Daniel 1, 1-6. 8-20; Dn 3, 52. 53. 54. 55. 56; san Lucas 21, 1-4

Veo a esa viuda, intentando pasar desapercibida. ¿Quién es ella en medio de todos esos ricos que llenan los cofres del templo a rebosar con sus monedas? Pero lo que es oro para los hombres no es más que quincalla para Dios. El sonido del metal es como esos platillos que aturden de los que habla san Pablo. Monedas sordas en el cielo porque les falta el brillo de la caridad. Pero, reconozcámoslo, si aún no nos hemos endurecido del todo, esa viuda, me la imagino anciana, se nos aparece en los sueños. Pasa por en medio de ellos y nos corroe su presencia. Porque ella ha dado más. No sólo ha dado más que los ricos que estaban en el gazofilacio, sino más que yo. ¡Qué poco pesan mis ofrendas! ¡Ella lo ha dado todo! ¿Y yo? Sí, me he desprendido de algunas cosas. No digo que no me haya costado un poco, al menos, alguna vez. Pero ella lo ha dado todo. Y lo que es peor, Jesús lo ha visto: lo que hacía ella y lo que yo hago. A Dios no podemos despistarlo con juegos malabares. Al final, como decía san Alfonso, somos lo que somos delante de Dios. La impresión que demos a los demás, la imagen que tengan de nosotros, se desvanece ante la mirada del Señor, que ve el interior del hombre.
La viuda, al darlo todo, se ha puesto totalmente en manos de Dios. Nos recuerda lo que hizo Abraham cuando Dios le pidió el sacrificio de Isaac. Decía san Ignacio que si Dios le hubiera pedido lo que más quería, que era la Compañía de Jesús que él había fundado, la tristeza le duraría como un cuarto de hora, pero después seguiría tan tranquilo como antes.

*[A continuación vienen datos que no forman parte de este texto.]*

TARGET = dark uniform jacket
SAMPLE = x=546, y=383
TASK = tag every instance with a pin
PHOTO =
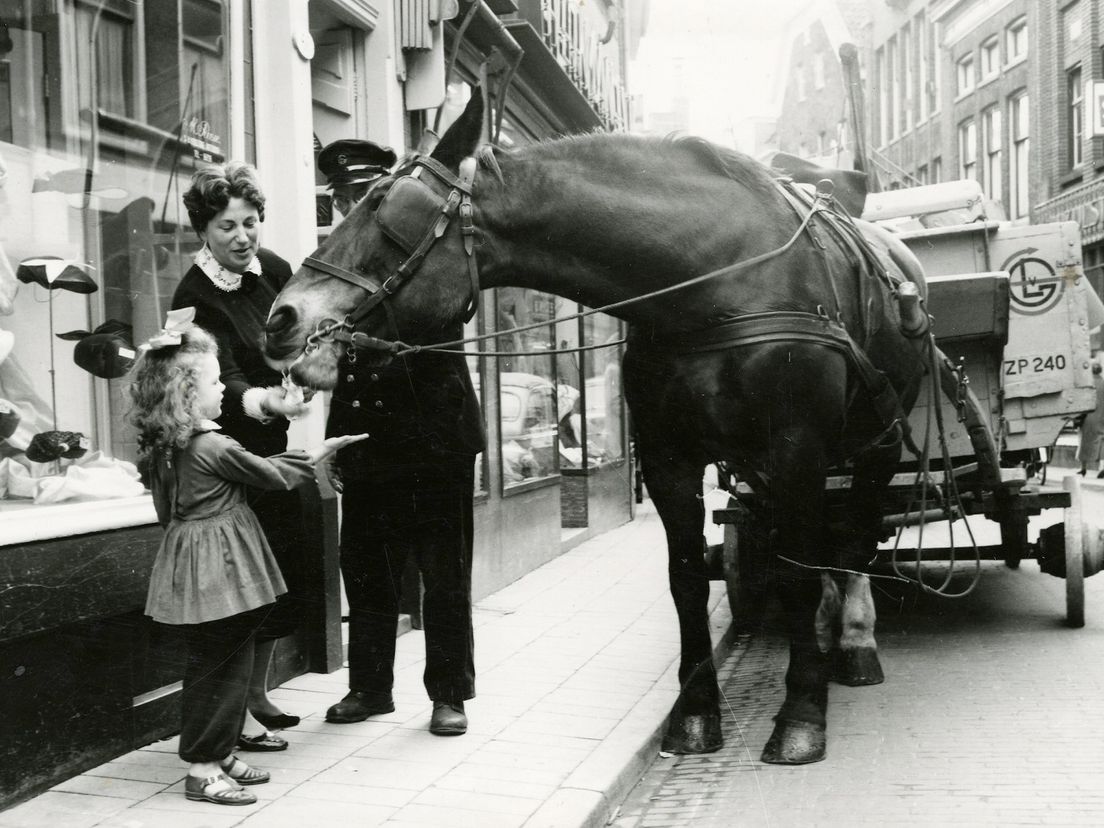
x=420, y=411
x=236, y=319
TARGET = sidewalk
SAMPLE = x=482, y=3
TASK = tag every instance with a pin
x=576, y=671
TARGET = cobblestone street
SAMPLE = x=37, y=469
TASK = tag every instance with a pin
x=989, y=715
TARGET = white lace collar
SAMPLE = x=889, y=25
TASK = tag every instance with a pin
x=223, y=279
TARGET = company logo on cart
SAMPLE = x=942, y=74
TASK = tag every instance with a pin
x=1035, y=286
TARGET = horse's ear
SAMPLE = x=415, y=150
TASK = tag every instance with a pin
x=463, y=136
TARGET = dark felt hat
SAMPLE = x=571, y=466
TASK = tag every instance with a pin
x=353, y=161
x=107, y=351
x=56, y=274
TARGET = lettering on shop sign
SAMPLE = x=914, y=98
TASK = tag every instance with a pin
x=199, y=135
x=1035, y=287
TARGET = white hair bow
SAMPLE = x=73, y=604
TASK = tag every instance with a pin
x=176, y=324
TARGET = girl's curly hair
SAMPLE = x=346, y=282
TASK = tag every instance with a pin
x=163, y=396
x=213, y=187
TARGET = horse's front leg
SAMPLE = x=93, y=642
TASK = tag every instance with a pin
x=675, y=486
x=797, y=500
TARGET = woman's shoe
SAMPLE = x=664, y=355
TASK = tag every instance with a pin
x=218, y=789
x=242, y=773
x=266, y=742
x=280, y=721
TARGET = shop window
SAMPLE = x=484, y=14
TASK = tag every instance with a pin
x=527, y=382
x=994, y=142
x=473, y=329
x=588, y=395
x=1019, y=168
x=106, y=108
x=1074, y=116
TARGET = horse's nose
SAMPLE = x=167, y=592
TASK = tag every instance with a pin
x=280, y=324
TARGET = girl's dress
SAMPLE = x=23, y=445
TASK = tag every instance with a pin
x=214, y=561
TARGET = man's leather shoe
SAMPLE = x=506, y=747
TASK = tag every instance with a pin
x=359, y=706
x=448, y=719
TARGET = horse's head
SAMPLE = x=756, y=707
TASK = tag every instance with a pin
x=400, y=266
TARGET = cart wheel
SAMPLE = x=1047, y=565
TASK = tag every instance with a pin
x=1014, y=539
x=1074, y=556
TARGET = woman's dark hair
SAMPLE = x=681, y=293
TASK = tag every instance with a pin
x=213, y=187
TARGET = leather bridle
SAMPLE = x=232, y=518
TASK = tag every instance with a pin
x=456, y=203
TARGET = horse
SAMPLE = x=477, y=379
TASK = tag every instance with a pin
x=764, y=330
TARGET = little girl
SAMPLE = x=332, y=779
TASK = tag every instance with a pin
x=214, y=574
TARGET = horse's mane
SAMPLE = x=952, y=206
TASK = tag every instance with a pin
x=673, y=150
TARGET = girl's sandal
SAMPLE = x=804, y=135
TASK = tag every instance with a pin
x=219, y=789
x=242, y=773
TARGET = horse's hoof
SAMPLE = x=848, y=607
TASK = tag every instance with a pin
x=795, y=743
x=858, y=667
x=693, y=734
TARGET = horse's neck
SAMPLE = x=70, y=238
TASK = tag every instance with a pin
x=602, y=259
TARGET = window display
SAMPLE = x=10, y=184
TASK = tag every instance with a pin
x=106, y=108
x=527, y=383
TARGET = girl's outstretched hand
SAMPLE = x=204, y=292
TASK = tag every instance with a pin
x=332, y=444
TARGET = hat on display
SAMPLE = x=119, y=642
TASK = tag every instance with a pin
x=107, y=351
x=56, y=274
x=353, y=161
x=53, y=445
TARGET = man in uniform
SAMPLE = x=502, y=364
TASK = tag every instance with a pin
x=350, y=167
x=406, y=491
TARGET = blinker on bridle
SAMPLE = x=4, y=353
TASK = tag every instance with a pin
x=458, y=202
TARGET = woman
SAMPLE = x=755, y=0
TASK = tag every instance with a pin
x=232, y=286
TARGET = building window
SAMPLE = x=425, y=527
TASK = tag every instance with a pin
x=964, y=74
x=1019, y=169
x=1073, y=22
x=818, y=71
x=967, y=150
x=990, y=120
x=923, y=62
x=883, y=98
x=106, y=108
x=990, y=57
x=527, y=385
x=906, y=80
x=1016, y=40
x=1074, y=116
x=893, y=81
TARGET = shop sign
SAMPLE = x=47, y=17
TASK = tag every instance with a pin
x=1083, y=205
x=205, y=144
x=580, y=51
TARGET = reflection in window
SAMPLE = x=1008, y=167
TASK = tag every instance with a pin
x=106, y=108
x=528, y=422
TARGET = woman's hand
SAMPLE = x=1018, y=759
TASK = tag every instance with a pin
x=333, y=444
x=277, y=402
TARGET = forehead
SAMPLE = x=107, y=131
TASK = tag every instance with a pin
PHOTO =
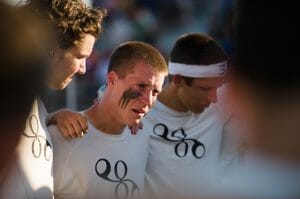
x=208, y=82
x=85, y=46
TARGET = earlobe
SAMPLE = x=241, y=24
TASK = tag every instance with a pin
x=111, y=77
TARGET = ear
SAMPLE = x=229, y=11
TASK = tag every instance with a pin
x=177, y=79
x=112, y=76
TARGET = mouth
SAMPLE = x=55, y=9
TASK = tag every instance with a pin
x=139, y=112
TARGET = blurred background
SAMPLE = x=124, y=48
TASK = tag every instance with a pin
x=158, y=22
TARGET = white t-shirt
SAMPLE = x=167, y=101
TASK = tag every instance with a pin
x=30, y=174
x=99, y=165
x=185, y=150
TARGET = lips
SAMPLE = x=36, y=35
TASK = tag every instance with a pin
x=140, y=112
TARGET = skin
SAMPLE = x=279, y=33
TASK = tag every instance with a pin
x=66, y=63
x=195, y=98
x=144, y=82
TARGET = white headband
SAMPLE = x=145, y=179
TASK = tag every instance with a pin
x=198, y=71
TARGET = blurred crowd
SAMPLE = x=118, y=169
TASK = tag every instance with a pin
x=153, y=21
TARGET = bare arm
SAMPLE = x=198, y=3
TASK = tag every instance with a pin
x=70, y=123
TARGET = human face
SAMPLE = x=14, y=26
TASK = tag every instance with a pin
x=137, y=92
x=200, y=94
x=66, y=63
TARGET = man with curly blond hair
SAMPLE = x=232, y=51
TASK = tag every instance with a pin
x=74, y=29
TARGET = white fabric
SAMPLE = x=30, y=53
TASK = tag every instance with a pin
x=169, y=174
x=262, y=177
x=30, y=174
x=198, y=71
x=75, y=163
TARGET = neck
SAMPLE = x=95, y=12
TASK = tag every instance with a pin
x=103, y=119
x=169, y=97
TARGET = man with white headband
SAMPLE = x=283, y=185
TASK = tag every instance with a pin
x=187, y=150
x=185, y=124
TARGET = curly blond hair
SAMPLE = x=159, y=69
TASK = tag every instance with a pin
x=70, y=19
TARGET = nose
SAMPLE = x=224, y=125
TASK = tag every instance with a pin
x=82, y=67
x=212, y=96
x=147, y=98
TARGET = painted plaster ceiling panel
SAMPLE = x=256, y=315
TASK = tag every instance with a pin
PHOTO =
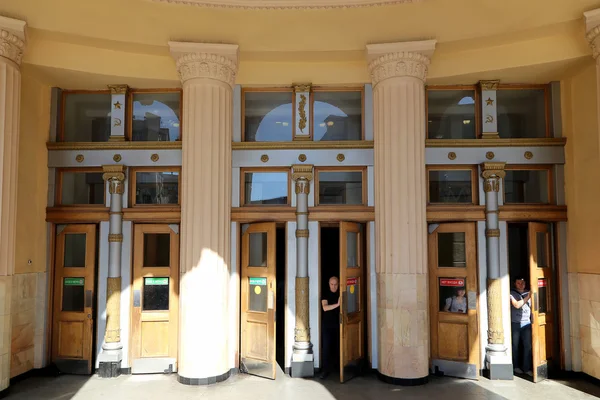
x=288, y=4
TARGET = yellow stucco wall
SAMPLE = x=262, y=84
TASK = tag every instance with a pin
x=28, y=301
x=582, y=170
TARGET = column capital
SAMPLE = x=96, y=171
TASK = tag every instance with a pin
x=592, y=29
x=302, y=171
x=206, y=60
x=395, y=60
x=12, y=39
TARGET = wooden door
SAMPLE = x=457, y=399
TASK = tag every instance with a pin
x=258, y=300
x=453, y=315
x=541, y=282
x=352, y=307
x=74, y=298
x=155, y=295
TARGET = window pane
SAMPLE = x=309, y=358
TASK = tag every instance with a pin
x=156, y=294
x=451, y=114
x=258, y=249
x=87, y=117
x=451, y=250
x=156, y=116
x=353, y=293
x=453, y=186
x=157, y=249
x=452, y=295
x=157, y=187
x=340, y=188
x=266, y=188
x=258, y=294
x=82, y=188
x=73, y=294
x=74, y=250
x=337, y=116
x=268, y=116
x=521, y=113
x=352, y=249
x=526, y=186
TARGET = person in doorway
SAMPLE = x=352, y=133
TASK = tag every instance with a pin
x=520, y=317
x=330, y=325
x=457, y=303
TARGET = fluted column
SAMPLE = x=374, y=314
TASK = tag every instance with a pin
x=302, y=357
x=207, y=72
x=497, y=363
x=398, y=72
x=112, y=349
x=12, y=44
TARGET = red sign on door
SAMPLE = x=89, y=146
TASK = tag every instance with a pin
x=452, y=282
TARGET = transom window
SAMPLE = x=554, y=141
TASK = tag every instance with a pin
x=340, y=186
x=451, y=185
x=334, y=114
x=452, y=112
x=265, y=187
x=528, y=185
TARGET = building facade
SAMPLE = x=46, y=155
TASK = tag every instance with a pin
x=179, y=205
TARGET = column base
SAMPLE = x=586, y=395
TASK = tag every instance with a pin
x=403, y=381
x=303, y=365
x=498, y=367
x=110, y=363
x=109, y=369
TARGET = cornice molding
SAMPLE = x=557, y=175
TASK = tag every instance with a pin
x=287, y=4
x=205, y=60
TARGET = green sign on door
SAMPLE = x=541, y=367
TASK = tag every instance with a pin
x=74, y=281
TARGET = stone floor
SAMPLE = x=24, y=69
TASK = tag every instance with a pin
x=147, y=387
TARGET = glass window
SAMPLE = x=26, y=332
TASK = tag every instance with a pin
x=86, y=117
x=526, y=186
x=265, y=188
x=82, y=188
x=337, y=116
x=353, y=293
x=73, y=294
x=156, y=294
x=156, y=116
x=157, y=187
x=451, y=114
x=451, y=250
x=258, y=249
x=521, y=113
x=74, y=250
x=258, y=294
x=157, y=249
x=453, y=295
x=340, y=187
x=450, y=186
x=268, y=116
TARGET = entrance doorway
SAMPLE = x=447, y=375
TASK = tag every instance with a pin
x=263, y=300
x=453, y=292
x=155, y=290
x=342, y=254
x=531, y=256
x=74, y=316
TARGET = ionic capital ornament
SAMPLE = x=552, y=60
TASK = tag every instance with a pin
x=114, y=175
x=12, y=39
x=396, y=60
x=206, y=60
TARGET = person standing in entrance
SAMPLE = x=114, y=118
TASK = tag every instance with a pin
x=330, y=325
x=520, y=316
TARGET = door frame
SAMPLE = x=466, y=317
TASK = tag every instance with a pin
x=51, y=229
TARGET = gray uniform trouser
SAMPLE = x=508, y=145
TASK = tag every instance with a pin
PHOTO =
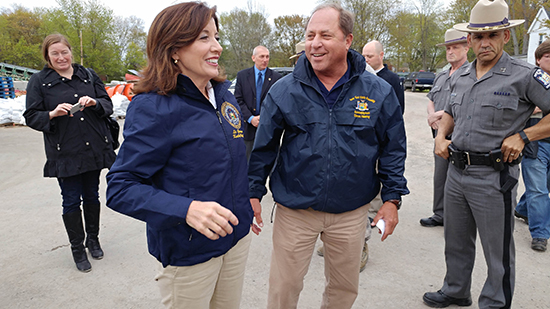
x=440, y=176
x=473, y=200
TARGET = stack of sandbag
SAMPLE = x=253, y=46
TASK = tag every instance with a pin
x=11, y=110
x=120, y=104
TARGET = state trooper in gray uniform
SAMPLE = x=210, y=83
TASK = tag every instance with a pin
x=456, y=49
x=491, y=100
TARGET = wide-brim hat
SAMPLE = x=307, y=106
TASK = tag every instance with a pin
x=300, y=49
x=489, y=15
x=453, y=36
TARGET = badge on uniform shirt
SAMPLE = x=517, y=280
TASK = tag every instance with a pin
x=543, y=78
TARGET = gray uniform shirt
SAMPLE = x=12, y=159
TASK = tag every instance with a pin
x=441, y=90
x=498, y=105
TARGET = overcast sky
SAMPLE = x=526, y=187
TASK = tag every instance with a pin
x=147, y=10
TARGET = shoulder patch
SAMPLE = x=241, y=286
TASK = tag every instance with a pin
x=543, y=78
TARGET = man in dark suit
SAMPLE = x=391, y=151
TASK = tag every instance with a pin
x=374, y=55
x=248, y=94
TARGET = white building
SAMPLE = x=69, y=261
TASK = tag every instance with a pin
x=538, y=33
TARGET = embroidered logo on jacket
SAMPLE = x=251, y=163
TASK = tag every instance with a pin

¡Qué gran lección! Todo es de Dios y no podemos regatearle nada. Todo lo que te guardes lo perderás. Pero ojo, no caigamos en sofismas de teologüelo: de si tengo que dar más o dar menos. Lo que el Evangelio nos dice es que hay que poner toda nuestra vida en sus manos. Y, de paso, nos recuerda que no podemos quedarnos tranquilos pensando que hemos hecho mucho por lo que hemos dado; que es otra cosa. Y de eso no se habían enterado los ricos del Evangelio. ¿Al final qué? Muchos ruidos y pocas nueces, como dice el refrán.
El caso es que a la viuda los dos céntimos le rentaron mucho. Jesús, que ve el interior de las personas, nos señaló los réditos eternos de aquella acción. Porque lo había dado todo. Es decir, porque dio con verdadera caridad. Para ella no fue un acto de puro desprendimiento, sino de entrega. De alguna manera en aquellas dos monedas, ínfimas a los ojos de los hombres, se daba toda ella, porque era lo que tenía para vivir. Y, al darlo todo, lo gano todo.
Escribe san Paulino de Nola comentando este pasaje: “Acordémonos de aquella viuda que, olvidándose de sí misma por amor a los pobres, echó todo cuanto tenía para vivir, pensando sólo en el futuro. Ofreció todo lo que tenía para poseer los bienes invisibles”.